- Born: Robert Christopher Sager December 2, 1977 Houston, Texas, U.S.
- Died: February 25, 2007 (aged 29) Las Vegas, Nevada, U.S.
- Other names: Rob Sager Brett Mycles
- Education: California State University, Northridge
- Occupations: Actor; Model; Bodybuilder;
- Years active: 1999–2007
- Agent: Jet Set Productions
- Spouse: Lori A. Barnes ​ ​(m. 2004; died 2007)​

= Robert Christopher Sager =

American actor and model (1977–2007)

Robert Christopher Sager (December 2, 1977 – February 25, 2007), professionally known by his modeling name Rob Sager and his adult entertainment pseudonym Brett Mycles, was an American physique model, competitive bodybuilder, personal trainer, and adult film actor. Sager became one of the most recognizable physiques in both mainstream fitness catalogs and adult media during the early 2000s. He successfully crossed over between mainstream commercial fashion, fitness education, and the adult entertainment industry before his sudden death at the age of 29.

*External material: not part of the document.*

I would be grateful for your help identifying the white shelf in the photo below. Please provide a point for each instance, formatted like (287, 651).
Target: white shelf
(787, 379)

== Early life and education ==
Robert was born on December 2, 1977, in Houston, Texas, to Christopher Sager and Cynthia Sager. At a young age, his family relocated to Toledo, Ohio, where he spent his childhood and adolescent years. Sager attended local schools in Toledo and developed a passionate interest in weightlifting and physical culture during junior high school, committing himself to an intense bodybuilding regimen early on. Following his graduation from high school, Sager remained in the Toledo area, working various local service and labor jobs to support himself while continuing to train heavily to develop his physique.

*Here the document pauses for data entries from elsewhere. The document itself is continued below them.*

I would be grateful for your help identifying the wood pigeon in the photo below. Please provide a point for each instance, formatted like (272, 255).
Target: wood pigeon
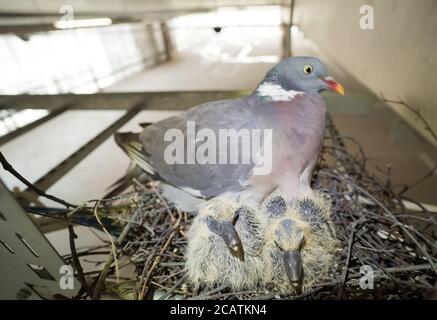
(286, 105)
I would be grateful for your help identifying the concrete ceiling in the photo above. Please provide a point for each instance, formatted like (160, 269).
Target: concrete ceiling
(123, 6)
(26, 16)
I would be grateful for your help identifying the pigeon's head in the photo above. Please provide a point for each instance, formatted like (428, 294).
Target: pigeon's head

In 2001, Sager relocated to Northridge, California, to pursue higher education, enrolling at California State University, Northridge (CSUN). Over the next few years, he split his time between Ohio and Southern California, residing at various intervals in Toledo, Sherman Oaks, and Van Nuys. To supplement his income while attending college and modeling, Sager worked for a residential real estate investment and home remodeling company, gaining experience flipping houses. In 2003, Sager relocated his primary residence from California to Las Vegas, Nevada.

== Career ==
=== Fitness and commercial modeling ===
In 1999, at the age of 22, Sager traveled back to his birth state or regional events to enter the amateur division of the prestigious Arnold Classic bodybuilding competition. While he did not secure a victory at the event, his physical symmetry caught the attention of prominent fitness photographer Irvin Gelb. Gelb photographed Sager for a high-profile editorial layout, an opportunity that effectively launched Sager's professional modeling career.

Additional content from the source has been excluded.